Fantastic Fest Issue/日本未公開映画特集 :『KNIVES AND SKIN』Director Jennifer Reeder



テキサス・オースティンで開催される映画祭Fantastic Festは、大作やシリアスなムードのものよりもちょっと笑えてしまようなスプラッターやジャンルムービーに焦点を当てているのが特徴。場所柄もあり、VHSやレコードなどノスタルジックな素材や作り方にこだわった作品も多くラインナップされている。そのFantastic Fest2019年度のリストから、NeoLが気になる作品を紹介する。6本目は一人の女生徒の失踪を軸に、小さな町の高校生たちの閉塞的な空間での悩みや実情を描いた『KNIVES AND SKIN』。
自身も小さな町でゴシックやパンクが好きな”変わった”少女として、大人たちから理解を得られない生活を送ってきた監督ジェニファー・リーダーが、自分の十代の頃と向き合い、そしてそこで自分や友人たちに起こった出来事を思い返しながら作ったという本作。みんなが知人であり、その家や家庭環境、生活レベルまでを知っている小さな学校ならではの息がつまる人間関係、そこにハイティーンになり性が絡み出した時の捻れや奇妙な力関係の描き方は実にリアルだ。同時に失踪した少女の持ち物は光を放ち、彼女が男性につけた傷は消えないという非現実的な描写も意識的に組み込まれ、独特の世界観を生み出している。Yeah Yeah YeahsのNick Zinnerが手がけた劇中の音楽、そしてピンクや紫といった毒々しいカラーリングに包まれた本作には、”シスターフッドを大切に”という切実なメッセージが散りばめられており、そのメッセージは鑑賞後の我々の中に種として残り続ける。(→ in English



ーーこのような素晴らしい作品を拝見できて嬉しいです。ありがとうございます。


Jennifer: 映画監督はこういう映画祭のおかげで生きていられるようなものです。2年前の2017年、『Signature move』(Amazonで視聴可)という作品でまさにこの会場に来ました。『knives and skin』とは全く異なる作品ですが、2年間で2つの長編を制作できたことは自分にとってとても意義深いことです。近年女性が取り組んでいること、成し遂げたことの証の一つとなるかもしれません。それを自慢したいわけではありませんが、これは私が魂をこめて作った作品であることは間違いありません。沢山の「人」や「金」が関わってくると、クリエイティヴィティが脅かされてしまうことがあります。シカゴの制作チームとキャストチームと一緒に働け他のは本当にラッキーでした。そのような環境のおかげで、私は本腰を入れて作業できたし、仕事も無事に終えられ、自分のクリエイティヴな視点を支持してくれる人々との絆も生まれました。だからこの、自分の少女時代へのラブレターのような作品を本当に心のままに作ることができたんです。

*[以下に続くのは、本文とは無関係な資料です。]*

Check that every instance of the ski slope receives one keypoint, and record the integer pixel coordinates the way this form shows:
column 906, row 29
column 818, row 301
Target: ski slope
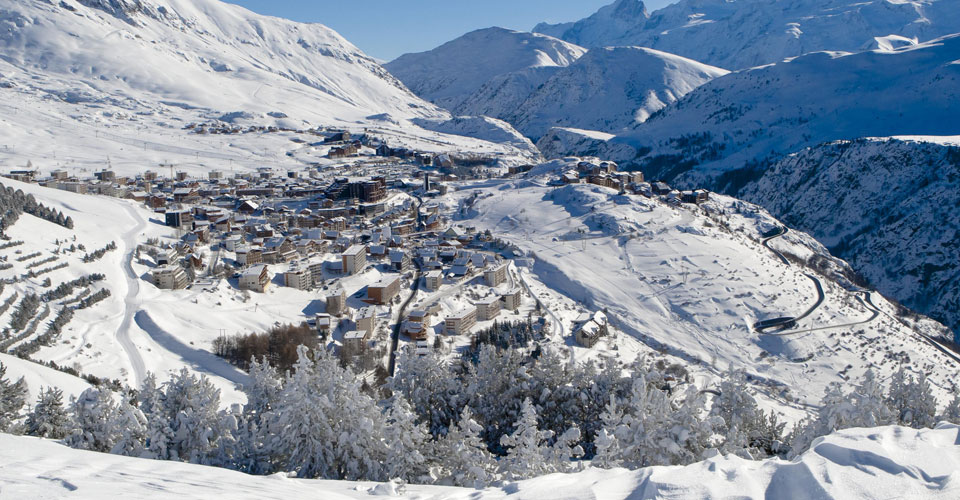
column 862, row 463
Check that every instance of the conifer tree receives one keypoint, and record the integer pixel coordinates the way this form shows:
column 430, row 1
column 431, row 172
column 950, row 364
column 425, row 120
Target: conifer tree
column 94, row 415
column 527, row 446
column 464, row 455
column 13, row 395
column 49, row 418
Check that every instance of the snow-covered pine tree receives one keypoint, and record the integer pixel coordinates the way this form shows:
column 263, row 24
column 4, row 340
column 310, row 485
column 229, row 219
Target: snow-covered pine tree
column 131, row 425
column 188, row 424
column 405, row 441
column 264, row 389
column 497, row 386
column 49, row 418
column 323, row 425
column 94, row 415
column 646, row 412
column 864, row 406
column 13, row 395
column 262, row 395
column 748, row 430
column 528, row 452
column 434, row 393
column 463, row 454
column 912, row 400
column 565, row 449
column 952, row 412
column 609, row 453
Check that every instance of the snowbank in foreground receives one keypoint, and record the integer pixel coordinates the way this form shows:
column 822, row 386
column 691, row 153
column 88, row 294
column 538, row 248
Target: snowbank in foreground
column 879, row 462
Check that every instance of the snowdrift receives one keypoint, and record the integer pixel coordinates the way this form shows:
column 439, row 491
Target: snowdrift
column 862, row 463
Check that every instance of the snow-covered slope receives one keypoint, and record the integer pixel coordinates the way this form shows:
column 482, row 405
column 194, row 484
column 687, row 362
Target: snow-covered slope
column 867, row 463
column 887, row 206
column 119, row 79
column 692, row 280
column 739, row 34
column 197, row 52
column 448, row 75
column 779, row 109
column 610, row 89
column 536, row 82
column 39, row 377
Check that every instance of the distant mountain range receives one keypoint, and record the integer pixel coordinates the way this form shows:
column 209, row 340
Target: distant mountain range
column 738, row 34
column 536, row 82
column 170, row 61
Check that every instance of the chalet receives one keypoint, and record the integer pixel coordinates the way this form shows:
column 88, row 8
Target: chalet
column 342, row 136
column 495, row 276
column 248, row 207
column 324, row 324
column 660, row 188
column 590, row 329
column 182, row 218
column 367, row 319
column 336, row 302
column 343, row 151
column 255, row 279
column 354, row 259
column 247, row 256
column 461, row 322
column 696, row 197
column 171, row 277
column 488, row 308
column 570, row 177
column 511, row 299
column 383, row 291
column 399, row 260
column 433, row 280
column 298, row 278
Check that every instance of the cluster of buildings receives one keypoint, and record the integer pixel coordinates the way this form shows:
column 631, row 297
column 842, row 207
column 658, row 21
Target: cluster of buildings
column 605, row 174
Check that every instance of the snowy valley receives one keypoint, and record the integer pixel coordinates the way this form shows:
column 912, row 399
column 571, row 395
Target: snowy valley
column 240, row 257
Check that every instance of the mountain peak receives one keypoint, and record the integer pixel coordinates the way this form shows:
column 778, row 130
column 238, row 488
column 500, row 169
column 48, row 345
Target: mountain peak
column 745, row 33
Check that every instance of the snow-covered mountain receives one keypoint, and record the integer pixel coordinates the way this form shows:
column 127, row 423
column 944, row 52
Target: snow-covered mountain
column 610, row 89
column 448, row 75
column 537, row 82
column 691, row 280
column 708, row 137
column 871, row 462
column 887, row 206
column 197, row 53
column 104, row 75
column 738, row 34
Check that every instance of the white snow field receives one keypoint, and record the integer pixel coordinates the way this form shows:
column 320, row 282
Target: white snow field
column 86, row 83
column 766, row 112
column 536, row 82
column 692, row 281
column 874, row 463
column 451, row 73
column 738, row 34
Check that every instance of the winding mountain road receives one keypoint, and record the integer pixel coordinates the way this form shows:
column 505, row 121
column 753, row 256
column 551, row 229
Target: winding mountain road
column 131, row 302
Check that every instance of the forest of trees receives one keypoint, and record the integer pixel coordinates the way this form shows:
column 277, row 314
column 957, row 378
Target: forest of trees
column 278, row 346
column 502, row 416
column 13, row 203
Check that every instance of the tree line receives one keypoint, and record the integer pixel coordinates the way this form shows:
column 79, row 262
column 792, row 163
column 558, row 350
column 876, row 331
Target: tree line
column 502, row 416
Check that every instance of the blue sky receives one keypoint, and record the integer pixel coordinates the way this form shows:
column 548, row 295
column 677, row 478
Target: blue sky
column 388, row 28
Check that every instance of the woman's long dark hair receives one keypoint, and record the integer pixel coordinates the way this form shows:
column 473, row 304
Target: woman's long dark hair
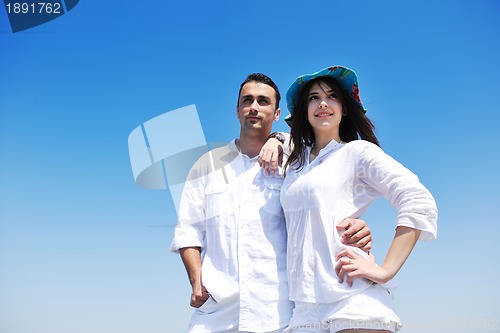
column 354, row 125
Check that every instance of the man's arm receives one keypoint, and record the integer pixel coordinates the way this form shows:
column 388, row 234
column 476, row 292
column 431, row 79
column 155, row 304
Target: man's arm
column 191, row 257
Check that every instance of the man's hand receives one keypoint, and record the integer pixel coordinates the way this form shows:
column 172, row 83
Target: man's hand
column 356, row 233
column 199, row 296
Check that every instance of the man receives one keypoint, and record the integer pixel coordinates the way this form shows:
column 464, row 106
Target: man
column 230, row 212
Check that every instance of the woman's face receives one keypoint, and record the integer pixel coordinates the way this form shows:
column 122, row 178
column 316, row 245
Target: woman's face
column 324, row 110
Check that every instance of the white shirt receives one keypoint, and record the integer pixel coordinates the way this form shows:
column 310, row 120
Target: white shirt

―――あなたは常に様々な形でインスピレーションを受けているようですが、この作品で描かれている友情や人間関係などで、あなたの実際の人生でも起こったようなことはありますか?

Jennifer Reeder : 私はこの映画を「女性の友情は生きるために必要不可欠」という考えのもとに作られたフェミニスト映画としてプロモートしたいと思います。映画内にある、女子高生が教師に口説かれるという出来事は実際に私が高校生の頃に起こったんです。だから大人になって、この出来事を、大人の女性にとってどういう意味を持つのかを考えるために映画内に取り入れたいと考えていました。この男性のモチベーションについて、また私や他の多くの友人たちに起こった出来事を10代の自分に戻って理解したかった。私の人生を反映した映画を作りたかったんです。私は、比較的に田舎であるオハイオで育ちました。ゴシックでパンクな女の子だったので周りから浮いていたと思います。私は田舎で生きにくくしている女の子たちの話を描きたかった。彼女たちはただ自分の人生を生きたいだけなのに、そういう場所では大人たちはことごとくその成長の邪魔をするものなんですよ。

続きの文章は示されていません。